I am hopeful about creating pathways that empower folks economically. That requires thinking outside the box to serve workers whose needs don’t fit into how the systems are currently designed. I am inspired by the opportunity to support efforts that include all workers.

What does the legacy of Pride month mean to you?

For me, it’s important to remember that Pride started as a riot. Black and Latinx trans women and nonbinary people fought back at the Stonewall Inn because they were tired of police violence, over-surveillance, and being economically and politically disenfranchised. Honoring this legacy is about continuing to support the most marginalized people in our community.

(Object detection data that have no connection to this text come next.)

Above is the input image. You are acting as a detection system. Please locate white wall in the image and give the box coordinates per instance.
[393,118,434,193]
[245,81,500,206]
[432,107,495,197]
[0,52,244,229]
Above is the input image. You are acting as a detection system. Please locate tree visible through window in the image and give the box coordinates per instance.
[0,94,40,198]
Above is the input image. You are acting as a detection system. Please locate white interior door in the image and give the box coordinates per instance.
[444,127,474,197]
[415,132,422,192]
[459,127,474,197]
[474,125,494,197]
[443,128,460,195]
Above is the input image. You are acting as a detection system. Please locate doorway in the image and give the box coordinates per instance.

Within the mainstream LGBTQ+ movement, many White and White-adjacent individuals have gained access to more economic opportunities, while BIPOC LGBQ and transgender people still struggle to achieve the same prosperity. There are communities who aren’t able to feel safe in their identity — so far, in 2022, 14 transgender people have already been murdered.

So when I think about the legacy of Pride, I think about continuing to champion racial equity and intersectionality, and recognizing that we aren’t seeing opportunities for people equally.

Happy Pride and onward toward an equitable future for all!